Our approach was to architect the application in such a way that we encapsulate all state within our instantiated application.

This requires care when writing the application, but I would say this forces us to follow good engineering practices, and the performance benefits for the tests are huge.

Parallelism

Playwright gives us a fine-grained control for how we execute our tests in parallel. We can control how many threads and which tests should share a thread. We can also do sharding, which allows us to distribute tests over a grid of machines.

Combining these three performance enhancements

First step, eliminate those pesky animations. In our application, we heavily relied on MaterialUI, a React UI library. This library contains many animations, but mercifully, also exposes a way to globally disable these animations.

You can implement your animation code in a way that allows globally disabling animations. This could be as simple as injecting a CSS rule such as * { transition: none !important; }, but will depend on how you have built your animations.

Next, separate our tests into feature suites, containing a handful of tests. Run each suite in its own thread which reuses the same page for each test. The page is loaded once in the beforeAll() hook of the suite, and the tests inside will run sequentially, each one resetting the page in its before() hook.

Performance comparison

Given a page/application load of 1000ms, an average animation time of 500ms (i.e. 2 animations at 250ms) and an average test time of 300ms, consider the following breakdown:

Say we have 500 tests running in sequence with no performance optimizations:
500 * (1000 + 500 + 300) = 15 minutes

If we remove the animations from the equation:
500 * (1000 + 300) = 10 minutes and 48 seconds

If we load the application only once:
500 * 300 + 1000 = 2 minutes and 35 seconds

If we divide this by 4 threads
125 * 300 + 1000 = 44 seconds

As we keep adding tests, we only pay the cost to execute the steps and the gap between the two will get wider and wider.

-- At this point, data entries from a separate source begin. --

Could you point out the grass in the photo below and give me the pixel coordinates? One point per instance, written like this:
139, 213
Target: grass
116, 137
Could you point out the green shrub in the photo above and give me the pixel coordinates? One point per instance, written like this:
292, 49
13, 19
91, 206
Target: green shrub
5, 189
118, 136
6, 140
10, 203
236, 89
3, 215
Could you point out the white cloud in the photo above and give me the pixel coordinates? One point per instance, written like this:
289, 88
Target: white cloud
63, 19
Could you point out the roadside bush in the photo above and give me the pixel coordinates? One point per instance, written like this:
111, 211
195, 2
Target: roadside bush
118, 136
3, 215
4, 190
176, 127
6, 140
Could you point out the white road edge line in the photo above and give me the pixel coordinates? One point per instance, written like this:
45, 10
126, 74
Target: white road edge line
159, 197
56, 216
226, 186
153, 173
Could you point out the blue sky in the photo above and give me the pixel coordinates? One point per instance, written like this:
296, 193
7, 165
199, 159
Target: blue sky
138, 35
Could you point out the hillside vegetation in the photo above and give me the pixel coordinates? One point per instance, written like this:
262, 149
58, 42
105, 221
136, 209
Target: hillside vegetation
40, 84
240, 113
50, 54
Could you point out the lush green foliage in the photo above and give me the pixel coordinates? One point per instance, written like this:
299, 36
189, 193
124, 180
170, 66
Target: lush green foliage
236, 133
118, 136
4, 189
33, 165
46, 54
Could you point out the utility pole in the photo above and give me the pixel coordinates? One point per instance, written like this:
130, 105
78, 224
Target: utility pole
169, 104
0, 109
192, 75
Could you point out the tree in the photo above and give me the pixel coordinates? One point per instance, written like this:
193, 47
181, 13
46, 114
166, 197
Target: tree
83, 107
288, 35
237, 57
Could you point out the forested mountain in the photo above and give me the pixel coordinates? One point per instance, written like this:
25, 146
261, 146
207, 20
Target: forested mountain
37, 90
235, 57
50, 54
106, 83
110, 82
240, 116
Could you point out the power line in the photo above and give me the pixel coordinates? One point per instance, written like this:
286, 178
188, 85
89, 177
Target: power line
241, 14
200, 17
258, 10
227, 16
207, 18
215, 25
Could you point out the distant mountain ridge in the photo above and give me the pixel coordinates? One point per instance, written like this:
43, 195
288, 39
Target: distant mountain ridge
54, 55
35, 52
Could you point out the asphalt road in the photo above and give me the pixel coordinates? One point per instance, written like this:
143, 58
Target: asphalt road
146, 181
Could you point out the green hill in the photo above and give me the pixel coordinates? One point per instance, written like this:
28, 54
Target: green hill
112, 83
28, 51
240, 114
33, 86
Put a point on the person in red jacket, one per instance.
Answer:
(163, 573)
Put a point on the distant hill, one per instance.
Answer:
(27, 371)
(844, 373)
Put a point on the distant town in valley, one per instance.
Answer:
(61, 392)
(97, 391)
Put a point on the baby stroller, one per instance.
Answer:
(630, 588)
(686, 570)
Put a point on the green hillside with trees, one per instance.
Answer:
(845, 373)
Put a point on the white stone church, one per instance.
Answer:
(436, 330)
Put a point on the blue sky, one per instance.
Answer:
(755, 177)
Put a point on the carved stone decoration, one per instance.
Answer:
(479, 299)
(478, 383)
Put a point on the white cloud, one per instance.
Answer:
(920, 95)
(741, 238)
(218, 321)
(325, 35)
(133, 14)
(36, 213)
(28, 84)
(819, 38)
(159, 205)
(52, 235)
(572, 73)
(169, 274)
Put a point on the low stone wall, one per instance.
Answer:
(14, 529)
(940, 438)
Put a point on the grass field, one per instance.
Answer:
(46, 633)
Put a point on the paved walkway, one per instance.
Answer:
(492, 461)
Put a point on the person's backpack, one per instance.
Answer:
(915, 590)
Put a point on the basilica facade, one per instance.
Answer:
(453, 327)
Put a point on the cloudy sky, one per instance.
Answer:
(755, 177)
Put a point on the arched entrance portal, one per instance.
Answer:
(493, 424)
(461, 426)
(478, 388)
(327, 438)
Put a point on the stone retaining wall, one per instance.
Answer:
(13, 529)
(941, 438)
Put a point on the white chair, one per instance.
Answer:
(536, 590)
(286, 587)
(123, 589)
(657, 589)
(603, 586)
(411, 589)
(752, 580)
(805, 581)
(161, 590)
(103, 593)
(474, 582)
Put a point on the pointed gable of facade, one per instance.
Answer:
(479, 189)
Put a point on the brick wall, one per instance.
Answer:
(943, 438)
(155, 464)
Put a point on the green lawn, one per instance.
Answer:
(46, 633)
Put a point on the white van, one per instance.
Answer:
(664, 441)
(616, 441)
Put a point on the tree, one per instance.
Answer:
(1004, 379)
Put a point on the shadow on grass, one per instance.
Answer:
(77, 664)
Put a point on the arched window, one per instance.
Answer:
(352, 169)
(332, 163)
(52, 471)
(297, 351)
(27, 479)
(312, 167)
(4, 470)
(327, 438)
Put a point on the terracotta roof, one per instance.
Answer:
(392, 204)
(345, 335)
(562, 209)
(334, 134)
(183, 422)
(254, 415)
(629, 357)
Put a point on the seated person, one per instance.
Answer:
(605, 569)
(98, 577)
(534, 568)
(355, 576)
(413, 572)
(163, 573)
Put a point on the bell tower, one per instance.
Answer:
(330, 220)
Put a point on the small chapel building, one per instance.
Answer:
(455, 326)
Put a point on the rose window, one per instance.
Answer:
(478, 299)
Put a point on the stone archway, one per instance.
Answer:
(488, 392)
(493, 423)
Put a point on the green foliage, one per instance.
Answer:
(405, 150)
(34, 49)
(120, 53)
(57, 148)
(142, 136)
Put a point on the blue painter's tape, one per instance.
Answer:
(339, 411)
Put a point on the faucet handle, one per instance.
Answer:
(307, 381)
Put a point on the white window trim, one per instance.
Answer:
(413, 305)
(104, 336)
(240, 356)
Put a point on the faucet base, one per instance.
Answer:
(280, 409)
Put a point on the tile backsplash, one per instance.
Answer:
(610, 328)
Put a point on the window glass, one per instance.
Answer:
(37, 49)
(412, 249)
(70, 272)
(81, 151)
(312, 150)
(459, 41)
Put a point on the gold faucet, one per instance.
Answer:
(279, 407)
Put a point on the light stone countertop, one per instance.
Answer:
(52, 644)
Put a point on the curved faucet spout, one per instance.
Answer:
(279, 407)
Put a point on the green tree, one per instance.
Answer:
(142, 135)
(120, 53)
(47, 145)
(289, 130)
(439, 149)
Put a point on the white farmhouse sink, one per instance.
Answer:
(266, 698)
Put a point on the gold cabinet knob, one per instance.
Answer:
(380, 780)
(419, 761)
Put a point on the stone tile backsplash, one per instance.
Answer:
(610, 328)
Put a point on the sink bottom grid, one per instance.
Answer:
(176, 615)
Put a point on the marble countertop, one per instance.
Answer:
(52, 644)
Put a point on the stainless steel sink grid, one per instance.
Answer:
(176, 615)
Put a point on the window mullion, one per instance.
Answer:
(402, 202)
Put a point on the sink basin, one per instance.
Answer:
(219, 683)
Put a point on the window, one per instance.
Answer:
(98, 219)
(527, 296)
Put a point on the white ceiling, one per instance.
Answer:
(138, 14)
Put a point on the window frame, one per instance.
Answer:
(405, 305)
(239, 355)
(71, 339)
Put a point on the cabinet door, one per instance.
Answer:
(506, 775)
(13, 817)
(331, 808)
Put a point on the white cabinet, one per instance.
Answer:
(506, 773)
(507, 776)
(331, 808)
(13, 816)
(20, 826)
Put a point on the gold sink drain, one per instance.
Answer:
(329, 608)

If we run each suite in parallel threads, and we have say four threads available, we can dramatically decrease the time to execute all suites.

As soon as a single suite contains too many tests, it may be better to repay the page load time and divide the suite into two, so that it can run them in parallel. You can throw a warning when a test suite reaches this predefined max time threshold.

As the suite grows, we can take advantage of sharding to use multiple machines to execute the tests even more quickly.

Why Playwright and not Puppeteer/Cypress/Selenium etc?

I would take a moment to extol the virtues of this modern testing library. Despite its young age, it has a strong team from Microsoft backing it, and is already starting to feel like a mature tool.

Its feature set allows for almost endless possibilities, giving you control over every aspect of loading and manipulating web resources, and the browser itself (iframes, multi-tab).

It has the best cross-browser and cross-language support and operates using the most modern protocols for driving the browser.

The other automation tools are solid, but we find each one lacking in some way or another. Cypress is great and provides a great developer experience, but lacks in flexibility and feature set. Puppeteer is solid for browser automation, but lacks when it comes to testing. Selenium is very mature with a large ecosystem of plugins to achieve almost anything but can be frustrating in terms of developer experience.

I would strongly recommend considering it for your next project.

Conclusion

This approach is not presented as the holy grail of testing solutions, but can be an interesting approach given the right conditions. We currently test several production projects this way!

The advantage of fast tests which are easy to run means a faster feedback cycle for developers. E2e test can also account for a significant part of the time it takes to perform a CI run. A second win is that because the tests are so fast, we end up writing more of them, increasing confidence in the application.

Being serverless, they are very easy to configure and run. Running in watch mode can give very fast feedback during development.

As with any code base, maintaining a clean, readable and extendable testing suite that is strongly typed will pay off in the long run.